Another interesting news item during the RSA show that I am just getting time to comment on is LogLogic’s announcement they have acquired Exaprotect. When LogLogic announced a partnership with Exaprotect a few months back, my initial reaction was “Who”? Actually, I had heard of the company, but knew very little about the technology. I had not heard any of the companies I speak with on a regular basis mention them, so I had not been paying very close attention to this small firm. When I went to Exaprotect’s website to see what products they offered, I really was unable to tell. It looked like a carbon copy of the LogLogic product benefits summary! It is amazingly difficult to understand what differentiates one product from another on corporate web sites when they are all attempting to cover the current market drivers, and do so at the expense of explaining what they actually do. The company is not very well known by those of you who do not follow this space closely, but they do offer a security event management product, along with a couple of other interesting pieces in the areas of configuration management and policy management.

The reason this acquisition is important is two-fold. First, this is the removal of the last line of distinction between log management vendors and SEM vendors. ArcSight, LogLogic, eIQ Networks, Q1Labs, LogRhythm, NitroSecurity, and so on are all covering log management and security analysis. Granted, the degree to which each vendor provides the respective capability varies, and each has its own strengths. All in all, these systems collect disparate events, analyze the events in relation to some policy, and provide storage and reporting. The difference was the type of events collected, the speed with which the analysis was conducted, and the audience for the results. These distinctions were usually split down the middle, either near-real-time security response or a forensic analysis and event correlation. What we will see in the coming quarters is adjustment in vendor architectures for these offerings to be efficiently merged into seamless offerings, continuing to provide evolutionary updates to near-real-time and forensic offerings, and looking for ways to differentiate from their competitors.

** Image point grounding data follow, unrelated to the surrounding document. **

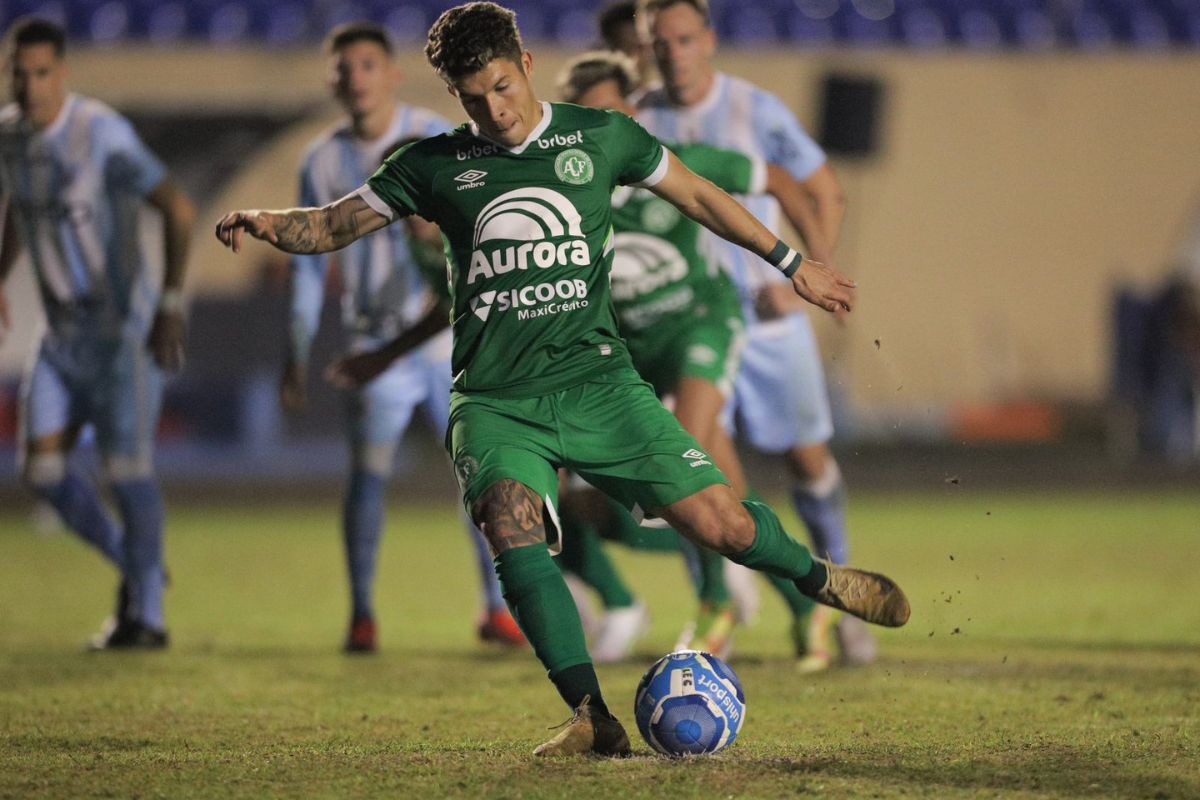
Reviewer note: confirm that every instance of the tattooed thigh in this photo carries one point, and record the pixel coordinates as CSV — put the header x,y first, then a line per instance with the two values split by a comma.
x,y
510,515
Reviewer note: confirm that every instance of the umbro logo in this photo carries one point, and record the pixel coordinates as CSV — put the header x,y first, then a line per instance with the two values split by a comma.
x,y
471,179
481,304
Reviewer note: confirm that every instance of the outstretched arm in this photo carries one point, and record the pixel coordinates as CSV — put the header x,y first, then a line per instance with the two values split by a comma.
x,y
304,230
802,211
708,205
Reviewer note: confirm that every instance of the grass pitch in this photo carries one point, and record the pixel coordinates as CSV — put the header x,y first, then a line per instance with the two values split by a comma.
x,y
1054,651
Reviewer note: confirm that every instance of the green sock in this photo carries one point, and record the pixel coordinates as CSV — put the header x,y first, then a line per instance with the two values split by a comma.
x,y
797,602
712,589
777,553
543,607
585,555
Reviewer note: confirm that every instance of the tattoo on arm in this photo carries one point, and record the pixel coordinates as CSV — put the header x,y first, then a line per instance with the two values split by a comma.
x,y
510,515
299,230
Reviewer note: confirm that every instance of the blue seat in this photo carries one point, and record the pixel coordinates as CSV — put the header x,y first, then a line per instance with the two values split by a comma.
x,y
923,26
228,23
283,24
161,23
979,29
750,24
1033,29
106,22
863,31
1090,30
576,26
808,30
408,23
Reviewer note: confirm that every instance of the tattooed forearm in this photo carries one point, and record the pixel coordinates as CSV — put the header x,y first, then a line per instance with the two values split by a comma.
x,y
303,230
510,516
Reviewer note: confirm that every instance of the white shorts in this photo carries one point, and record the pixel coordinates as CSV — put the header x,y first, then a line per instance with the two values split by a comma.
x,y
779,398
379,413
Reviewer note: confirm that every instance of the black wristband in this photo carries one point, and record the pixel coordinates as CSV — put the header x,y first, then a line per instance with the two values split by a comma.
x,y
785,259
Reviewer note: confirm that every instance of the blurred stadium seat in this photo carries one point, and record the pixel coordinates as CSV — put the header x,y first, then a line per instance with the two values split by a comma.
x,y
919,24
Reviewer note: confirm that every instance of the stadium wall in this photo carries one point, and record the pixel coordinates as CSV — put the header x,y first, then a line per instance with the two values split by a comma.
x,y
1009,194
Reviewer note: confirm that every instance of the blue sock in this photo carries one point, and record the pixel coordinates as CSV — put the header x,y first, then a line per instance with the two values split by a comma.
x,y
78,503
142,511
493,597
823,511
361,531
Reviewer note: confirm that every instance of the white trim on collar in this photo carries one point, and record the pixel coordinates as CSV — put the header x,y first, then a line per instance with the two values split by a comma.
x,y
546,112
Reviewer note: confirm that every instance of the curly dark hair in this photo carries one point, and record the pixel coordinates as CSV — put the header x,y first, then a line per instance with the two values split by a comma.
x,y
466,38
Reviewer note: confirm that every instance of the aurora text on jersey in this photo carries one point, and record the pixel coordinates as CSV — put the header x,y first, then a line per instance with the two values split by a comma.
x,y
529,241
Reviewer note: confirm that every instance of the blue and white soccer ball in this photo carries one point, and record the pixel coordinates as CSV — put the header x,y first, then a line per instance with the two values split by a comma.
x,y
689,703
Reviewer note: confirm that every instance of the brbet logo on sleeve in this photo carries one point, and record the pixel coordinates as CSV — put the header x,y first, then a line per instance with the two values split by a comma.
x,y
574,167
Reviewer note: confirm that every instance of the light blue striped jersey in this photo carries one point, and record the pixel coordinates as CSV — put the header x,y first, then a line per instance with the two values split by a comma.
x,y
77,191
738,115
383,288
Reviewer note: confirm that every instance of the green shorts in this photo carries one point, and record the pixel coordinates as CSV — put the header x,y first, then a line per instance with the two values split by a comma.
x,y
612,431
705,342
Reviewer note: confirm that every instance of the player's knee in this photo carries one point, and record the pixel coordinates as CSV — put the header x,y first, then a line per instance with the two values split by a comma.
x,y
510,515
43,471
375,459
126,469
810,463
727,529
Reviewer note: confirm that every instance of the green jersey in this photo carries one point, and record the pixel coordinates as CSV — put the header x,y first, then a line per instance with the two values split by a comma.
x,y
528,241
663,268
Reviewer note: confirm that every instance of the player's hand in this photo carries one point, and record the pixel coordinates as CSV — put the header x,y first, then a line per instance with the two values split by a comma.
x,y
166,340
357,371
294,388
823,286
259,224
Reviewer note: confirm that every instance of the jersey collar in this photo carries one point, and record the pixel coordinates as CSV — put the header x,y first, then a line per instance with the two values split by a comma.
x,y
546,112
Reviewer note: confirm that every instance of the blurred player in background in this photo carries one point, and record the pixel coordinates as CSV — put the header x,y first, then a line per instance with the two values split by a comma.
x,y
780,402
522,196
384,293
618,31
75,176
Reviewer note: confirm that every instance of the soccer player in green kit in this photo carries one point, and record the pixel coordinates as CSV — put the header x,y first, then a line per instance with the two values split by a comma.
x,y
681,317
541,378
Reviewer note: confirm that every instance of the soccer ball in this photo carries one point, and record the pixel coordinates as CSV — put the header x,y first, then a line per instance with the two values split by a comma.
x,y
689,703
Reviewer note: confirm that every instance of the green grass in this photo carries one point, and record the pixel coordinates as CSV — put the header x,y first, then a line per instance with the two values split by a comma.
x,y
1054,653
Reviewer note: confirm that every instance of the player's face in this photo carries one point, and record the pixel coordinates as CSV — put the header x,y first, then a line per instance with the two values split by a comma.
x,y
606,95
630,43
39,83
365,78
499,100
683,47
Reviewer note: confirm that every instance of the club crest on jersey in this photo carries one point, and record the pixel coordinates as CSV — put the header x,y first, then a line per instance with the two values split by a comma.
x,y
574,167
471,179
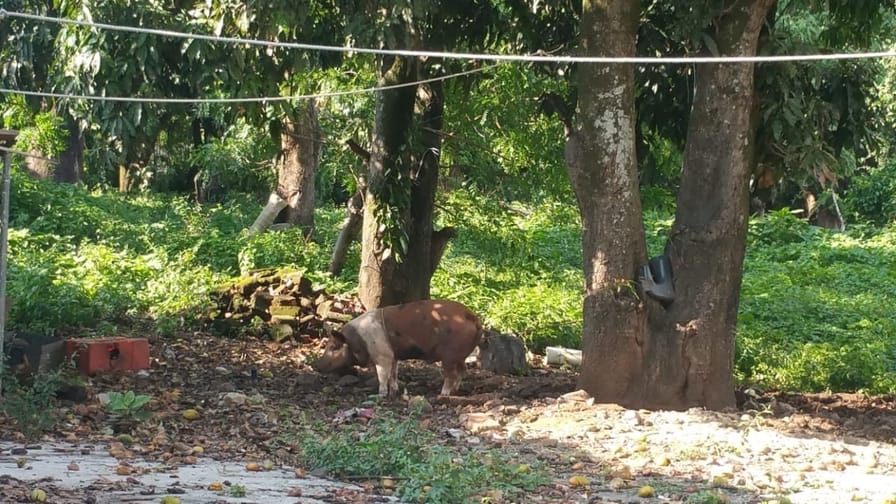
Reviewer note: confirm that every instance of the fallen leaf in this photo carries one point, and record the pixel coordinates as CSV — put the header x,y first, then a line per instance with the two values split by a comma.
x,y
578,480
646,491
190,414
38,495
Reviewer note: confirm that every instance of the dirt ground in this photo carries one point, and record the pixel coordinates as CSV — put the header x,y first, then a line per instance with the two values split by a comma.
x,y
825,448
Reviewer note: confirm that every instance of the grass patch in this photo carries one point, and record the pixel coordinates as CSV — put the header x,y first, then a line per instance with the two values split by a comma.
x,y
815,305
392,450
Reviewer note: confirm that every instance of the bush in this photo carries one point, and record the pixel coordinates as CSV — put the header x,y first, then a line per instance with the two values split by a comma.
x,y
31,404
871,195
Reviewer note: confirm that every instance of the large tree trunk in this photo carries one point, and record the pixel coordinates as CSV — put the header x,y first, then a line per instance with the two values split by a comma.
x,y
600,157
300,149
692,350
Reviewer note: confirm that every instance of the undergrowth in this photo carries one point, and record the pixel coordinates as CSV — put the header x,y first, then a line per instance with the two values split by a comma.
x,y
421,466
815,305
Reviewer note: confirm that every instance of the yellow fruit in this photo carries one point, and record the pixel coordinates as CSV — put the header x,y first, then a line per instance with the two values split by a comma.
x,y
191,414
646,491
578,480
38,495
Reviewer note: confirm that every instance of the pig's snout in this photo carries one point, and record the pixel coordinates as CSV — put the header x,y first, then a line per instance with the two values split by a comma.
x,y
336,358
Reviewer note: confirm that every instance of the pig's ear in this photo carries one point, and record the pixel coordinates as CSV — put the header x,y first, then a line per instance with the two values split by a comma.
x,y
338,337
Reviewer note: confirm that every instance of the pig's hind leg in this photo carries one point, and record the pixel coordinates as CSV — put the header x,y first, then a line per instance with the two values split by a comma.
x,y
387,376
453,372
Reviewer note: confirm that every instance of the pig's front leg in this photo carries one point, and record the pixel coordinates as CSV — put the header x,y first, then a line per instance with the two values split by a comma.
x,y
384,376
393,380
453,374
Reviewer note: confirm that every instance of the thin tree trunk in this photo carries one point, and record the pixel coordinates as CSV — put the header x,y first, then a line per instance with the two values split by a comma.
x,y
300,152
69,167
387,186
417,267
601,161
347,233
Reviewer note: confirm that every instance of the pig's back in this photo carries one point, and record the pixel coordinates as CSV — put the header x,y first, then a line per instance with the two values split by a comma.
x,y
432,330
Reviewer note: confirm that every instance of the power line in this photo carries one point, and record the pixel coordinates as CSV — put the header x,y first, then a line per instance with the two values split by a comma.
x,y
467,56
27,154
132,99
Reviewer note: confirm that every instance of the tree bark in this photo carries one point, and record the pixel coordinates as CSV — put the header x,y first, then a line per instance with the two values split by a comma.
x,y
418,267
402,182
300,149
691,354
636,351
601,162
69,167
385,201
347,233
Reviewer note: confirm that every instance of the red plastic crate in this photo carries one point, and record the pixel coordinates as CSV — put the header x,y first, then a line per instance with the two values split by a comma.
x,y
94,355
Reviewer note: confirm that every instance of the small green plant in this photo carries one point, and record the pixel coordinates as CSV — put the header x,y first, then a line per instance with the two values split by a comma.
x,y
707,497
127,406
31,402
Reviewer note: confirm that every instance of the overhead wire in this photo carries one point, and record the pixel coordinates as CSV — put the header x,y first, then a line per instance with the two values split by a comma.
x,y
255,99
534,58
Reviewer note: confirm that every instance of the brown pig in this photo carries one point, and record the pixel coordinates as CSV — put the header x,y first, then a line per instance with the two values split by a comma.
x,y
433,330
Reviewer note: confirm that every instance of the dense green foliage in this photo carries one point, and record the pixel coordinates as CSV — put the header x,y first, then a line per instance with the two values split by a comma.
x,y
815,304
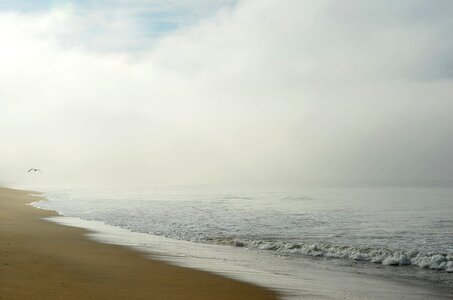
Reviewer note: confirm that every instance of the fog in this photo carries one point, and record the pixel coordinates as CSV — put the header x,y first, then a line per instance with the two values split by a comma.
x,y
258,91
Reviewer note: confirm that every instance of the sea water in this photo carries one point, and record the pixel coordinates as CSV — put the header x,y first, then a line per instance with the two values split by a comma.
x,y
403,231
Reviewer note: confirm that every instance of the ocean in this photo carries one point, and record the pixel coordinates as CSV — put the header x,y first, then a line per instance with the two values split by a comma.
x,y
395,234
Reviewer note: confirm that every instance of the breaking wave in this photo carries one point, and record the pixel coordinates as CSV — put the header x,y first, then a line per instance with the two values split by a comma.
x,y
431,260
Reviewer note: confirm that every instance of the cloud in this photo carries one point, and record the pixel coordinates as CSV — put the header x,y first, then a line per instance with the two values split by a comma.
x,y
264,92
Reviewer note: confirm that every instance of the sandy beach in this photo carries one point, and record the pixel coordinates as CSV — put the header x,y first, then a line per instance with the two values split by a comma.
x,y
42,260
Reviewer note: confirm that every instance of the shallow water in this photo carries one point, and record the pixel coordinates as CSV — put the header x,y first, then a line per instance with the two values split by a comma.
x,y
366,228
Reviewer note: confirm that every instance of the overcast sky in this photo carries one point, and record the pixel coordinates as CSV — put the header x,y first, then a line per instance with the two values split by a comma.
x,y
217,91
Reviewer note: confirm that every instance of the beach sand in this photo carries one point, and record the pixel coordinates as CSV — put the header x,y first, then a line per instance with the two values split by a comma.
x,y
43,260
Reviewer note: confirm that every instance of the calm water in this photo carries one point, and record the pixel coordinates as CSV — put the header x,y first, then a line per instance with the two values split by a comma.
x,y
387,225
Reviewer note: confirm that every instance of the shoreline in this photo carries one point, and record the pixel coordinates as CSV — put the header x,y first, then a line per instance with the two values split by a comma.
x,y
44,260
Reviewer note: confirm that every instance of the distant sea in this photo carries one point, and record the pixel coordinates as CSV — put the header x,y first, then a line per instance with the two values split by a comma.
x,y
403,229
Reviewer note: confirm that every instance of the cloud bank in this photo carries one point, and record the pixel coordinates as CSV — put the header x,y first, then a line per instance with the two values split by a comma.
x,y
262,91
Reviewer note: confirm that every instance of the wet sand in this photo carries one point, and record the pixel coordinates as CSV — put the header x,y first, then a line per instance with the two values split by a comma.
x,y
43,260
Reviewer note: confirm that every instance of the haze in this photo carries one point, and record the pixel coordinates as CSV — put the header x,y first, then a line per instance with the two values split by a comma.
x,y
194,92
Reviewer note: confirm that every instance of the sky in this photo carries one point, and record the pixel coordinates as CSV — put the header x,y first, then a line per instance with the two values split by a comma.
x,y
217,91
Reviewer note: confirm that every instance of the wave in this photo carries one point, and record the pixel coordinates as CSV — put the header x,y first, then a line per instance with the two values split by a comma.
x,y
431,260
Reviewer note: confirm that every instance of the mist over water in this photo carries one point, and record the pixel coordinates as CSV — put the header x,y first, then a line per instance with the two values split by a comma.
x,y
226,92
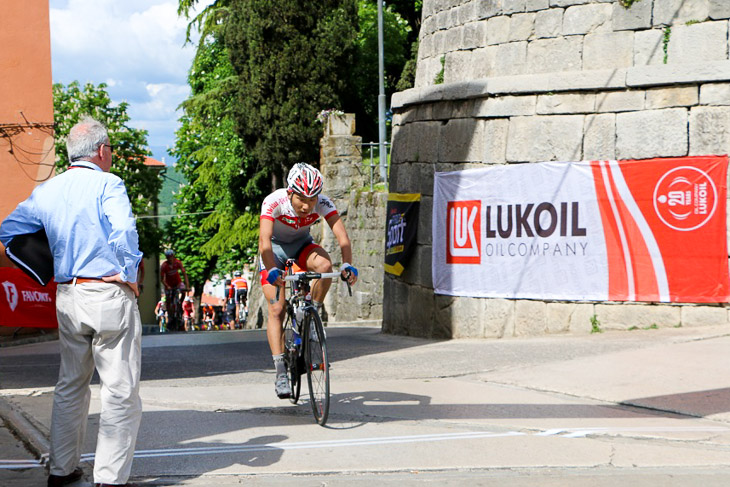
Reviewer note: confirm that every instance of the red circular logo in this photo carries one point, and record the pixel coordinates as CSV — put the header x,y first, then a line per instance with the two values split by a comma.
x,y
685,198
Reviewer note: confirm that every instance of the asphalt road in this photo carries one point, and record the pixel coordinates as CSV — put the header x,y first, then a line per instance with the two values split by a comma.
x,y
407,411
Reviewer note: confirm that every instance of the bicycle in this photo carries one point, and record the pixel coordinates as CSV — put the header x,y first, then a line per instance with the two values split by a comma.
x,y
305,342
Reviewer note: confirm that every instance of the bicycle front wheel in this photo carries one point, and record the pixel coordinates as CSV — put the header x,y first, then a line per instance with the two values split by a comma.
x,y
317,365
291,355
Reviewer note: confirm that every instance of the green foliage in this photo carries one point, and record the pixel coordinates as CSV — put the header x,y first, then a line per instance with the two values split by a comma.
x,y
665,42
143,184
595,325
214,230
292,59
627,3
439,79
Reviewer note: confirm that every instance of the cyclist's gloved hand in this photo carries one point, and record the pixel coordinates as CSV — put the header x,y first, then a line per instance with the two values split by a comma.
x,y
273,274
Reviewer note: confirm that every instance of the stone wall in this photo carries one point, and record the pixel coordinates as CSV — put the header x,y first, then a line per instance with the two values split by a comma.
x,y
527,81
363,213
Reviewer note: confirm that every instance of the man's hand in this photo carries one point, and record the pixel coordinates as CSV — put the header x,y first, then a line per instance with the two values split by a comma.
x,y
118,278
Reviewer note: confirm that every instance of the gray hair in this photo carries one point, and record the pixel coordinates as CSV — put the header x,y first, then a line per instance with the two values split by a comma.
x,y
84,138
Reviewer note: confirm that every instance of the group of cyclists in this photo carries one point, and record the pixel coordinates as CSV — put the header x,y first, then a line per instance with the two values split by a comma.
x,y
287,216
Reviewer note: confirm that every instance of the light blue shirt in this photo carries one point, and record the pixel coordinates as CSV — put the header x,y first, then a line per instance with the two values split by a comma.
x,y
88,221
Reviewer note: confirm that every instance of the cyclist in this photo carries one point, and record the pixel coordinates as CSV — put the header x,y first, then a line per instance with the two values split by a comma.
x,y
170,276
188,313
161,313
208,317
286,217
239,291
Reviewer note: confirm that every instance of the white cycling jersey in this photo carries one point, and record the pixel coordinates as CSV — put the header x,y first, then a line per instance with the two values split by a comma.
x,y
288,227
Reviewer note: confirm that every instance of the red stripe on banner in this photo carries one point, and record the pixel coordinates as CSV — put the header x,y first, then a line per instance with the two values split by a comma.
x,y
683,201
24,302
617,275
645,282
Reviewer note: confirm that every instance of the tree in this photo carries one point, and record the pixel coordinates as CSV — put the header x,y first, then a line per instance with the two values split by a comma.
x,y
143,184
292,59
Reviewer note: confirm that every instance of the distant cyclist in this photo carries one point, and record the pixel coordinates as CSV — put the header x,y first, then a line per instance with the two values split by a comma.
x,y
286,217
170,275
238,292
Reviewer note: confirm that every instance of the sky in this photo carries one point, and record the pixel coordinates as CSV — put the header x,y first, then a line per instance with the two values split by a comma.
x,y
136,48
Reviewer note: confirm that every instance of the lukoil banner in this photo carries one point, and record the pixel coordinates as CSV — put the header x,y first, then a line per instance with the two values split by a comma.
x,y
651,230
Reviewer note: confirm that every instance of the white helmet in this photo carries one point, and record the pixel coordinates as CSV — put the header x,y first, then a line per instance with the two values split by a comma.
x,y
305,180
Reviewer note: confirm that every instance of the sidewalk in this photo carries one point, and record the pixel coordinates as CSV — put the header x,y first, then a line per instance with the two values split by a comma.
x,y
536,387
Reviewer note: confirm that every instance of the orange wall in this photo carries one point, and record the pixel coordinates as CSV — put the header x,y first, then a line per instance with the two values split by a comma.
x,y
25,86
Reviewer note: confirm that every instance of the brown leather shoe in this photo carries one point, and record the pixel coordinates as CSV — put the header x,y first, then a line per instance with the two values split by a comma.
x,y
61,480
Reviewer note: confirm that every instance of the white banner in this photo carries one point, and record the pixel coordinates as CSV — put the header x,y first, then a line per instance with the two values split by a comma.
x,y
583,231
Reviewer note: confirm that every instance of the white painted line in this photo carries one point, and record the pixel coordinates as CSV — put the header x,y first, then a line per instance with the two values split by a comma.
x,y
173,452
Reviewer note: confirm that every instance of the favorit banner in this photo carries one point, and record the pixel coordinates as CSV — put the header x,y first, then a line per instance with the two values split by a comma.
x,y
651,230
24,302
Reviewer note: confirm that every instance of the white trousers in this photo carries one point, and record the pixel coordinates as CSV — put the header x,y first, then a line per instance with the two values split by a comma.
x,y
99,325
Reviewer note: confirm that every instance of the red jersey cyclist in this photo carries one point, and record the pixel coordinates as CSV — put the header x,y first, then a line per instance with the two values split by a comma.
x,y
286,217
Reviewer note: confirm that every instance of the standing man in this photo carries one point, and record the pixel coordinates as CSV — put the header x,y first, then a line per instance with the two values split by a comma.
x,y
93,238
174,288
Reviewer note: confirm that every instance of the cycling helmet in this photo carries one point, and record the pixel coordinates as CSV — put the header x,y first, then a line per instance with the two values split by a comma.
x,y
304,180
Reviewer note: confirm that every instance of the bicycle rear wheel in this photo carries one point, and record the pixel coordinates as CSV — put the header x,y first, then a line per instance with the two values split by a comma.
x,y
317,365
291,355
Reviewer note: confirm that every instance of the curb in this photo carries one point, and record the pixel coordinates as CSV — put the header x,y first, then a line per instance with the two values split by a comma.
x,y
14,419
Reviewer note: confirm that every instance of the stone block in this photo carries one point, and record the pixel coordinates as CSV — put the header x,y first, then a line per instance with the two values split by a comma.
x,y
599,142
569,317
549,23
704,315
497,30
425,220
530,318
474,33
626,316
586,19
495,141
484,62
566,103
652,133
510,58
513,6
461,140
418,269
678,73
636,17
499,318
709,130
703,42
719,9
648,47
487,8
458,66
672,97
676,12
610,50
534,5
715,94
551,55
421,311
620,101
506,106
466,316
522,27
545,138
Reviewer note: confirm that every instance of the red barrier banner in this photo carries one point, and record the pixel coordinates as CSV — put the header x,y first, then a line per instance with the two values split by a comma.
x,y
24,303
651,230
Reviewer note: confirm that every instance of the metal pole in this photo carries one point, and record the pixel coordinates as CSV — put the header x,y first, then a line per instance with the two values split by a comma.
x,y
381,95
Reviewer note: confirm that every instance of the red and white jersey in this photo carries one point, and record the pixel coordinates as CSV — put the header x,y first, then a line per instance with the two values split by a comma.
x,y
288,227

The second reason is that it spotlights the technical and value path this market segment is (and needs to be) headed down. The tough question, now that the vendors collect just about every relevant piece of security & operational data available, is what do you do with that data? How do you differentiate yourself? How do you provide the customer more value? Sure we are going to see new features appended to the core offerings, a la database protection, but the more important feature/functions will have to do with configuration management, business process verification, and policy management/enforcement. Configuration management provides the vendors with a big missing piece of preventative control and baselining of systems that are critical for most compliance efforts. It’s not that difficult to implement, fits nicely within a log management architecture, and offers value to several buying centers. Policy management, provided the vendors actually can take a business policy and automatically map that to the underlying data streams available, will also provide a huge leap in value to customers and speak to non-technical audiences. The final piece of the puzzle is a flexible analytics engine, so policy verification can be performed in an appropriate time-frame in the specific customer environment, in order to verify business continuity and efficacy. I use the word ‘verification’ because enforcement is not really the customer requirement, and more importantly blocking is not typically the appropriate way to remediate problems – the solution is often more complex. All three of these offerings show SEM moving up the stack and making sense of business processing and compliance in the business context. I look at the LogLogic acquisition as a step necessary to compete, not just the in basic SEM infrastructure of near-real-time event processing, but in all three of the evolutionary ways security event management is heading. That’s not an endorsement of the Exaprotect technology – I have not gotten my hands on it and could not tell you how well it works – but it does encapsulate the segment trends.

I intend to delve into each of these trends in more depth.